Em PCR com AESP, epinefrina deve ser administrada o mais rápido possível após detecção do ritmo.
Nas diretrizes atuais de ACLS, a epinefrina é a droga de escolha para ritmos não chocáveis (AESP e assistolia) e deve ser administrada precocemente, a cada 3-5 minutos, em conjunto com compressões torácicas de alta qualidade.
A Parada Cardiorrespiratória (PCR) em Atividade Elétrica Sem Pulso (AESP) é um ritmo não chocável que exige uma abordagem sistemática e rápida, seguindo as diretrizes de Suporte Avançado de Vida em Cardiologia (ACLS). A AESP é caracterizada pela presença de atividade elétrica organizada no eletrocardiograma, mas sem pulso palpável, indicando falha mecânica do coração. O prognóstico para AESP é geralmente reservado, mas a identificação e tratamento das causas reversíveis são fundamentais. As diretrizes atuais enfatizam a importância das compressões torácicas de alta qualidade e a administração precoce de epinefrina. A epinefrina, um vasopressor, deve ser administrada o mais rápido possível após a detecção do ritmo não chocável e repetida a cada 3-5 minutos. Diferente de diretrizes anteriores, a atropina e a vasopressina não são mais recomendadas para o manejo da PCR em AESP, pois não demonstraram benefício na melhora dos desfechos. Além das manobras de RCP e da administração de epinefrina, a busca ativa e o tratamento das causas reversíveis (5H's e 5T's) são pilares do manejo da AESP. A correção de hipovolemia, hipóxia, acidose, distúrbios eletrolíticos, hipotermia, pneumotórax hipertensivo, tamponamento cardíaco, intoxicações e eventos trombóticos pode reverter a PCR e melhorar as chances de retorno à circulação espontânea.

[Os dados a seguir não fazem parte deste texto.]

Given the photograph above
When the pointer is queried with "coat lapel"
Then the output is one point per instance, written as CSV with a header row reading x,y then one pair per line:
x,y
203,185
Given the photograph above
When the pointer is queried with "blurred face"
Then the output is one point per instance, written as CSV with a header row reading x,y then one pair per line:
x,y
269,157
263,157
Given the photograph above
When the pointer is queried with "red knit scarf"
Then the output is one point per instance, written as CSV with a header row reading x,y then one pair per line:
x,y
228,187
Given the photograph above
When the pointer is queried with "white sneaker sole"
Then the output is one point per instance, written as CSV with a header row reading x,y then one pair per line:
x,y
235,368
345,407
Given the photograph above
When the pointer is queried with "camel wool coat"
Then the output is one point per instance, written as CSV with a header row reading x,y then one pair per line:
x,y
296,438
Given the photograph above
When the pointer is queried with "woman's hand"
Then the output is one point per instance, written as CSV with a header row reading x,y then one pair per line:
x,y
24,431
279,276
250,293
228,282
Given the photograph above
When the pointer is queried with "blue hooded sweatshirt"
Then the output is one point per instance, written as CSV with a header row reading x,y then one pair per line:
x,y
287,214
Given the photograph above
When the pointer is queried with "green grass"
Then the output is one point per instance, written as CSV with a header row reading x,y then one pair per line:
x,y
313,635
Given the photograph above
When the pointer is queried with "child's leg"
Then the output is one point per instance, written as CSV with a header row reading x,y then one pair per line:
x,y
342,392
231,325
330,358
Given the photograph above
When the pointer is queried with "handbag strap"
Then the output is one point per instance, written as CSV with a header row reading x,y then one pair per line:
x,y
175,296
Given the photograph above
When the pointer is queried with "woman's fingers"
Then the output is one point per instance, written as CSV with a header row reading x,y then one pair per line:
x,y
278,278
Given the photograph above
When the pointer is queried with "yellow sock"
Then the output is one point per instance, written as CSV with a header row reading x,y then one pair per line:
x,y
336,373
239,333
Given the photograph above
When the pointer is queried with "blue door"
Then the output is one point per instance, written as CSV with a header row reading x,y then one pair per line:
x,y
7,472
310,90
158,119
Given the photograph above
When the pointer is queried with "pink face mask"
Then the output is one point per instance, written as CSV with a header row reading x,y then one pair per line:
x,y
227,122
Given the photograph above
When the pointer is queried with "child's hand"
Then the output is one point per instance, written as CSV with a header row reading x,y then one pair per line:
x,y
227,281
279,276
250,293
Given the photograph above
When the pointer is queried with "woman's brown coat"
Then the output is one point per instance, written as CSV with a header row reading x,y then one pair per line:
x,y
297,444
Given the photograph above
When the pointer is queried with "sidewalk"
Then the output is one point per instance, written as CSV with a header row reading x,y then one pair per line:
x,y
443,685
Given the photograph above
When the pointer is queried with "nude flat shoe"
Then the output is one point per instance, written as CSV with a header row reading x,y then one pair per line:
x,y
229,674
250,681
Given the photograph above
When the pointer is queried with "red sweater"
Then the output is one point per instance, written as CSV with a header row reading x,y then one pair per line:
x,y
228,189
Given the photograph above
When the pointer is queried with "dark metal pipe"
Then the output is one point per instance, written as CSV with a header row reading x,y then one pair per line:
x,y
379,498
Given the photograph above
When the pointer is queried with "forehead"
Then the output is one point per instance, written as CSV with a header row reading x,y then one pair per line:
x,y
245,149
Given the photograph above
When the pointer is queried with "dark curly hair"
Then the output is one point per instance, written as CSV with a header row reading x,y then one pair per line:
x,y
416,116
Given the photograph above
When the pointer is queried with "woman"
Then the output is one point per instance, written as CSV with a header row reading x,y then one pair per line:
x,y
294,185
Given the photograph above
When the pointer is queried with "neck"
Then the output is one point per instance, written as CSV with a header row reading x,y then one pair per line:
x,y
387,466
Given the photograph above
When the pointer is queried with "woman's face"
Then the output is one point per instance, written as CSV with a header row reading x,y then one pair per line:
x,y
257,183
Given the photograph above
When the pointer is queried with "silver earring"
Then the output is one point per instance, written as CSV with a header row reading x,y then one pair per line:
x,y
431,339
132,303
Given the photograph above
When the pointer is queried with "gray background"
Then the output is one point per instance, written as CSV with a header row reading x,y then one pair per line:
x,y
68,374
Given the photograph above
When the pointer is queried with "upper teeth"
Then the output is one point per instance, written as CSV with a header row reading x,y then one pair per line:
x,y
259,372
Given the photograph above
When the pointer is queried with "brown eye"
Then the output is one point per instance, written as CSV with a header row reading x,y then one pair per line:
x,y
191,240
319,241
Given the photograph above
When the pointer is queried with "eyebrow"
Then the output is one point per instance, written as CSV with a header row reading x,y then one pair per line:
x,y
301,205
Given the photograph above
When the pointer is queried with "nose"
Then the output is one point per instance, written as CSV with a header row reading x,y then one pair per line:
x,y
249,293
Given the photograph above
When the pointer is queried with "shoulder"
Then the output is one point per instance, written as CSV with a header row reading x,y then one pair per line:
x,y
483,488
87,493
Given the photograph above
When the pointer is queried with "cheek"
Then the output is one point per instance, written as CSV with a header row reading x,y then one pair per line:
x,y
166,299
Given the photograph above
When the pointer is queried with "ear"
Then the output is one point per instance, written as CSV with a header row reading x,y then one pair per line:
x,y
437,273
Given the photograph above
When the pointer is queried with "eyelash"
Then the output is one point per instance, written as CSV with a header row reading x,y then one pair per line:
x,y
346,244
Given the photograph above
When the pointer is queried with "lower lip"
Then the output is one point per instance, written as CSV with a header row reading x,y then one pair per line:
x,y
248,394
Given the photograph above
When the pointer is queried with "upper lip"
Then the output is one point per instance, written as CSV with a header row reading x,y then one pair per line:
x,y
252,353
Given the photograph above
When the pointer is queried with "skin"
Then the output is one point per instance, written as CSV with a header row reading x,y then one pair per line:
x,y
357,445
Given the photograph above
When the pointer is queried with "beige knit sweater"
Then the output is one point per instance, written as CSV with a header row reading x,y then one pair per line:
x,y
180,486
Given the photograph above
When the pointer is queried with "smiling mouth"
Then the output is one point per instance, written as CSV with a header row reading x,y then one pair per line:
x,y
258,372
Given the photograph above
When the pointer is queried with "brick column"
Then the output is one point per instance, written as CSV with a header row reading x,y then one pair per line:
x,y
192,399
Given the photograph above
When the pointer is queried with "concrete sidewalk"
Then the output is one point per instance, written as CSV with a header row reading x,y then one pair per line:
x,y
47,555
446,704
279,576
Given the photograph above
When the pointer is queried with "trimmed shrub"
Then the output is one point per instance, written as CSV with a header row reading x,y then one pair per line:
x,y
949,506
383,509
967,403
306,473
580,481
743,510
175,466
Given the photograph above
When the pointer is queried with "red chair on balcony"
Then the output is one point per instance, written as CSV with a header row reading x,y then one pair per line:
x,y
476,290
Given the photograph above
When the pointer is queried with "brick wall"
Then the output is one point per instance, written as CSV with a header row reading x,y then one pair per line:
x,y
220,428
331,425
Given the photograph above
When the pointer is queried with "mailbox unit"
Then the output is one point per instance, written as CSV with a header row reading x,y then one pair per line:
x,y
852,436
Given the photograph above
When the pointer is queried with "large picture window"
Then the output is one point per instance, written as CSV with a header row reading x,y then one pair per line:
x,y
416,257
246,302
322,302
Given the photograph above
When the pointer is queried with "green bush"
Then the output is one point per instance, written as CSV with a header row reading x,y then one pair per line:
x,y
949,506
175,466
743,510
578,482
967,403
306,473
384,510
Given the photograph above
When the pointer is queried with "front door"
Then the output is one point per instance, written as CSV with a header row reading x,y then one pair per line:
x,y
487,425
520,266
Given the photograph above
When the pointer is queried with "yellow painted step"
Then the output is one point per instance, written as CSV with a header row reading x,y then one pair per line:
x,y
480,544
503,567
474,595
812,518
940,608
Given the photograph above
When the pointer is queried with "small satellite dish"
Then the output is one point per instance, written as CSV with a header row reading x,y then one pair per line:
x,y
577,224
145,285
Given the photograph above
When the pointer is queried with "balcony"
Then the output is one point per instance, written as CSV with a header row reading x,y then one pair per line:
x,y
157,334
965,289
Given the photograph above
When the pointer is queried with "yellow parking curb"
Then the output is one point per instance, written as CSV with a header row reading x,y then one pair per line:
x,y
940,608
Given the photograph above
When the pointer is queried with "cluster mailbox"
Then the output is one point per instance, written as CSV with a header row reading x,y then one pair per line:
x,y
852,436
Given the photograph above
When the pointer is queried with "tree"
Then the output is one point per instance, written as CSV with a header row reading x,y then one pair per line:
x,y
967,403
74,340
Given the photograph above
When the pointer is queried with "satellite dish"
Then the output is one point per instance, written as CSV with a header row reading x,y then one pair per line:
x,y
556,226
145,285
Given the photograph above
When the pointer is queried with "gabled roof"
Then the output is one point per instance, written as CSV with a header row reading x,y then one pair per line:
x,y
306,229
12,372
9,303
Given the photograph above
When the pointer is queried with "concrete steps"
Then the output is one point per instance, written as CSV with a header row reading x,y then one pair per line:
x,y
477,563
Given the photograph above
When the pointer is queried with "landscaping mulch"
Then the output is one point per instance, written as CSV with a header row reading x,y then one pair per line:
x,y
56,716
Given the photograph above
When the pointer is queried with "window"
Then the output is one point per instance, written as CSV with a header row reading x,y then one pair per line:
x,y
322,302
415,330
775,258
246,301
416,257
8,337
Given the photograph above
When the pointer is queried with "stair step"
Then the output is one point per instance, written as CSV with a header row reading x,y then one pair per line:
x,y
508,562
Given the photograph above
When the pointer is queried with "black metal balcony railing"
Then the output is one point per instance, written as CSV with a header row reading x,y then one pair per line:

A epinefrina é um vasopressor que aumenta a pressão de perfusão coronariana e cerebral, melhorando as chances de retorno à circulação espontânea (RCE). É a droga de escolha para ritmos não chocáveis (AESP e assistolia) e deve ser administrada precocemente.
As causas reversíveis de AESP são as 5H's e 5T's: Hipovolemia, Hipóxia, H+ (acidose), Hipo/Hipercalemia, Hipotermia; Tensão pneumotórax, Tamponamento cardíaco, Toxinas, Trombose coronariana, Trombose pulmonar. A identificação e correção dessas causas são cruciais.
Estudos demonstraram que a atropina não oferece benefício na PCR em AESP/assistolia. A vasopressina foi removida do algoritmo de PCR em 2015, pois não demonstrou superioridade sobre a epinefrina e não melhorou os desfechos de sobrevida.